Lawrence Douglas is professor of law, jurisprudence and social thought at Amherst College. He is the author of seven books, including The Memory of Judgment: Making Law and History in the Trials of the Holocaust and most recently Will He Go? Trump and the Looming Electoral Meltdown in 2020. Douglas is the recipient of major fellowships from the National Endowment for the Humanities, the United States Holocaust Memorial Museum, and American Academy in Berlin.

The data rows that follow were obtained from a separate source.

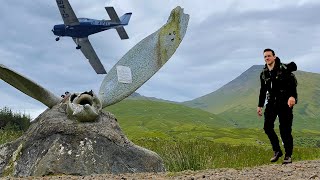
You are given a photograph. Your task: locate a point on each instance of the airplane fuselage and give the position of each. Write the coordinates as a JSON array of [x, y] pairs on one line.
[[85, 28]]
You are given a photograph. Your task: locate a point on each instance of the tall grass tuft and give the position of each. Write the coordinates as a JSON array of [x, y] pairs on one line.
[[12, 125]]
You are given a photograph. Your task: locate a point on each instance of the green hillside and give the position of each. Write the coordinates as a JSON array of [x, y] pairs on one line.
[[237, 100], [150, 119]]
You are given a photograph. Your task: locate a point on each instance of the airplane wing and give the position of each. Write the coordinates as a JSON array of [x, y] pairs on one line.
[[90, 54], [68, 16]]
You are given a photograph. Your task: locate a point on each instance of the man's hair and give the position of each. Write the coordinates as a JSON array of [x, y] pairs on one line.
[[268, 49]]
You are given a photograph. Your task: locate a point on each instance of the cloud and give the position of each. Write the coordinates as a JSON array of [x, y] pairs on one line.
[[224, 38]]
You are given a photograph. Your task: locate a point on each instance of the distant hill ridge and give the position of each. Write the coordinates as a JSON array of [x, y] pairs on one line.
[[237, 100]]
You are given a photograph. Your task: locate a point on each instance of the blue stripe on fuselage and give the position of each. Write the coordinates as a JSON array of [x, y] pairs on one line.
[[84, 29]]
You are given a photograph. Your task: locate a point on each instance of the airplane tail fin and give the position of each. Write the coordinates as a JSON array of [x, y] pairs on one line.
[[125, 18]]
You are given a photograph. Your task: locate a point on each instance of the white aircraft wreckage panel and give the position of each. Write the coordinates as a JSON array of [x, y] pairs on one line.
[[124, 74]]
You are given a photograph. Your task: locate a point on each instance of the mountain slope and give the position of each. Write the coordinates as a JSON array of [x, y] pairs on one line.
[[142, 119], [237, 100], [145, 118]]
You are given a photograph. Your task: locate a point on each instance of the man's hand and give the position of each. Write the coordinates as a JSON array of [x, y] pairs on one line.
[[291, 102], [259, 111]]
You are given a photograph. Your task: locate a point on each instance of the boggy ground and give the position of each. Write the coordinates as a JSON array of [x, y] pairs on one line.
[[296, 170]]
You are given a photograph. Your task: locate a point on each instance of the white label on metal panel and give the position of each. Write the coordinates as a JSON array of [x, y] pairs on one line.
[[124, 74]]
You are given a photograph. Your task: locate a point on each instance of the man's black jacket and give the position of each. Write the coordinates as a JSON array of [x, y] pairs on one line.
[[280, 83]]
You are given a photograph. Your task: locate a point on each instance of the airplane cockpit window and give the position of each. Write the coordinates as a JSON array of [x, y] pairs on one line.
[[84, 20]]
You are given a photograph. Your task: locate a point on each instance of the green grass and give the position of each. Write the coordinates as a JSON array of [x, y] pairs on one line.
[[193, 139], [203, 154]]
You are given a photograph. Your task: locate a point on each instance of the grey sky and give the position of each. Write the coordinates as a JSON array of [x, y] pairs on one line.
[[224, 38]]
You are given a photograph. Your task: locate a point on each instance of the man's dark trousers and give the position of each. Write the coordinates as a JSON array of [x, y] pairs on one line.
[[284, 112]]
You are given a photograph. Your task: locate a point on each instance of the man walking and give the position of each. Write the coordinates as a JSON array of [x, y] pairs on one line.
[[278, 84]]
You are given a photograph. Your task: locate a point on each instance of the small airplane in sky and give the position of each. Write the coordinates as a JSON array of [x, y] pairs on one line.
[[80, 28]]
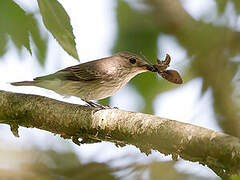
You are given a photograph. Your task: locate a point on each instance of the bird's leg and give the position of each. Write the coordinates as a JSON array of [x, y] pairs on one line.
[[93, 104]]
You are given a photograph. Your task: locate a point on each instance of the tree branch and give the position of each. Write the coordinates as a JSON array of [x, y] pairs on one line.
[[219, 151]]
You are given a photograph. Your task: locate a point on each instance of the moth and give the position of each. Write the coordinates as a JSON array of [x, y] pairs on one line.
[[161, 68], [170, 75]]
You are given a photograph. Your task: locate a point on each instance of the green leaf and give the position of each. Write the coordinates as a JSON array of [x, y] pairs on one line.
[[18, 25], [40, 42], [3, 44], [221, 6], [13, 21], [58, 23]]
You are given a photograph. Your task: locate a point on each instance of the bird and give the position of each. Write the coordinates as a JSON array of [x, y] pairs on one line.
[[93, 80]]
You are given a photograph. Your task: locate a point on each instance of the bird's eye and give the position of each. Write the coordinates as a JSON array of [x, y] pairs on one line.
[[132, 60]]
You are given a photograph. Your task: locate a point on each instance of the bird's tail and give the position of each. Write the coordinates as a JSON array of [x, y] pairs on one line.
[[23, 83]]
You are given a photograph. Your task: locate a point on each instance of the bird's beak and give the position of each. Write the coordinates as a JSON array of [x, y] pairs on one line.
[[148, 67]]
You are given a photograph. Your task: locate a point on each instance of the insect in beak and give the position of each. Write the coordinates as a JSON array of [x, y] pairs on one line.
[[170, 75]]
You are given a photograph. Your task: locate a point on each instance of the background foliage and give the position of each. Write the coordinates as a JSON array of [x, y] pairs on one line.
[[212, 48]]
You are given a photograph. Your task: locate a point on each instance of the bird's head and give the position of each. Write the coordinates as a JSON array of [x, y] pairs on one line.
[[135, 63]]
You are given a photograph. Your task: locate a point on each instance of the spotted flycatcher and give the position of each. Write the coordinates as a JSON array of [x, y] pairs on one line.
[[93, 80]]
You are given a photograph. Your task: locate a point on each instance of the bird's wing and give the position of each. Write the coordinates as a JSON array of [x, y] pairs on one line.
[[81, 72]]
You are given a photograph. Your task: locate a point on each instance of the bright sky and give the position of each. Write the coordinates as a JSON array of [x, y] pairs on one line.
[[95, 29]]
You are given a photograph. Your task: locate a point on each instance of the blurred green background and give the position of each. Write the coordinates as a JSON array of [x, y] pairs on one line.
[[210, 37]]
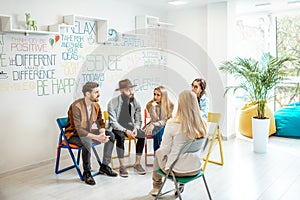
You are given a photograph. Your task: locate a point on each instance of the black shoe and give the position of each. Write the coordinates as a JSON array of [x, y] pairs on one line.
[[181, 188], [104, 169], [88, 178]]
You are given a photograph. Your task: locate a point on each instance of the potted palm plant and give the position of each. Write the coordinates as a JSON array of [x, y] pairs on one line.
[[257, 78]]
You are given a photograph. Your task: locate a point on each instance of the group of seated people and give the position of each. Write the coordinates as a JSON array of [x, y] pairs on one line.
[[85, 125]]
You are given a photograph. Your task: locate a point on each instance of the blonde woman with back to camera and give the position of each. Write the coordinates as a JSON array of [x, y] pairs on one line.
[[185, 126]]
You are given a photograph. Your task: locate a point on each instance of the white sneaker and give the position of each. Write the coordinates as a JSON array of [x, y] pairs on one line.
[[154, 191]]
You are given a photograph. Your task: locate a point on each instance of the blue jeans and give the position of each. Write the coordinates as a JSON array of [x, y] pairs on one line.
[[157, 133]]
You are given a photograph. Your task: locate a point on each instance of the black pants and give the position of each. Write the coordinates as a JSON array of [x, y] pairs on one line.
[[120, 137], [86, 144]]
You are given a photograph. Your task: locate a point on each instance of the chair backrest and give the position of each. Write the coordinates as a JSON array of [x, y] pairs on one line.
[[192, 146], [147, 117], [105, 117], [62, 123], [214, 117]]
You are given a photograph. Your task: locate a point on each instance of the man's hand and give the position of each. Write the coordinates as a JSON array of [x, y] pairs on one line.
[[102, 138], [130, 134]]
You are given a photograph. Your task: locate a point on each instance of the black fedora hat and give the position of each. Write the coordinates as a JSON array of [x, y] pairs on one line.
[[125, 84]]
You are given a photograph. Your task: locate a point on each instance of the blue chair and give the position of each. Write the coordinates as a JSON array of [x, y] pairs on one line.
[[288, 121], [192, 146], [64, 144]]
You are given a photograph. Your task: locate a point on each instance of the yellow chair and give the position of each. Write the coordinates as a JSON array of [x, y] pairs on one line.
[[106, 119], [214, 137]]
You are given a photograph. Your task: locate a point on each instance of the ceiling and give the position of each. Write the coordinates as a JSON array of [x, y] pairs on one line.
[[242, 6]]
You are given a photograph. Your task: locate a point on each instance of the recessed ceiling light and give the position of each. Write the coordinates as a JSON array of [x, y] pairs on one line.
[[177, 3], [262, 4], [295, 1]]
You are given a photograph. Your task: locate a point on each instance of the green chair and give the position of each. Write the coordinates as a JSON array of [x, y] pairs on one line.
[[192, 146]]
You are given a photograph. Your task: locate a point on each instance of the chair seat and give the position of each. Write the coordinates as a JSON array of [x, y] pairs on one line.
[[64, 145], [183, 180]]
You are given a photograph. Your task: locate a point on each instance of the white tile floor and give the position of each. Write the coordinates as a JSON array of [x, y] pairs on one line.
[[245, 175]]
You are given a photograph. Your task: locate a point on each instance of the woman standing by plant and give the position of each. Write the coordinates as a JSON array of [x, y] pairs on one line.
[[198, 87], [160, 109]]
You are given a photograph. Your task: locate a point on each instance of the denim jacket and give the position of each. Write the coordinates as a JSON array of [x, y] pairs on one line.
[[114, 108], [203, 102]]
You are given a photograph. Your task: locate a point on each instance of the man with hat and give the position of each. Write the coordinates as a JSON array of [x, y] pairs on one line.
[[125, 120]]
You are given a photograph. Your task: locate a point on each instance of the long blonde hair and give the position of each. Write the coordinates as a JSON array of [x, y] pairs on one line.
[[188, 115], [166, 105]]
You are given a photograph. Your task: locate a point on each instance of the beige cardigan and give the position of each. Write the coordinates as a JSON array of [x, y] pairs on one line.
[[171, 144], [78, 123]]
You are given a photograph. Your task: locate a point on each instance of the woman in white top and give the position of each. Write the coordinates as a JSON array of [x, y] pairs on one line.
[[160, 109], [186, 125]]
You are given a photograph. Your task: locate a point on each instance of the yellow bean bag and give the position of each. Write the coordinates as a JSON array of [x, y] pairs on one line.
[[245, 122]]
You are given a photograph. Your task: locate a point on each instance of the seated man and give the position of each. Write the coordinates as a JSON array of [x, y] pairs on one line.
[[125, 119], [85, 124]]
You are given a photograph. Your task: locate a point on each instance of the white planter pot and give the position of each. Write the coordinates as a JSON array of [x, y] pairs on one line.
[[260, 133]]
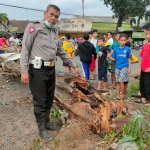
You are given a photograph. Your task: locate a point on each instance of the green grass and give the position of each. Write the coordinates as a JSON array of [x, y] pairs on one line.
[[132, 88]]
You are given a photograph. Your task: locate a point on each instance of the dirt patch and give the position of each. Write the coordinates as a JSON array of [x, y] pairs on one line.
[[75, 136], [19, 130]]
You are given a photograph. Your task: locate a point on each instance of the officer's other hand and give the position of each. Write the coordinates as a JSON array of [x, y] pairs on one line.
[[25, 78], [76, 70]]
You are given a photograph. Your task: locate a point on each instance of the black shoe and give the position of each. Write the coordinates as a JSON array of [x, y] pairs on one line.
[[49, 125], [44, 134], [41, 126]]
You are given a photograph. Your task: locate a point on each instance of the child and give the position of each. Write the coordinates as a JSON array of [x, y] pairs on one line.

Tom Zoellner (host) is a journalist and author. He is New York Timesbestselling author of eight nonfiction books, including Uranium Train, and The Heartless Stone. He teaches at Chapman University and Dartmouth College. A former reporter for the San Francisco Chronicle, he is the politics editor at the Los Angeles Review of Books.
Aida Baghernejad (co-host) is a journalist based in Berlin. Her work appears in international media outlets, among them the Frankfurter Allgemeine Zeitung, the San Francisco Chronicle, Intro Magazine, Spexand Deutschlandfunk Kultur. She has previously taught at King’s College London and the Humboldt University Berlin.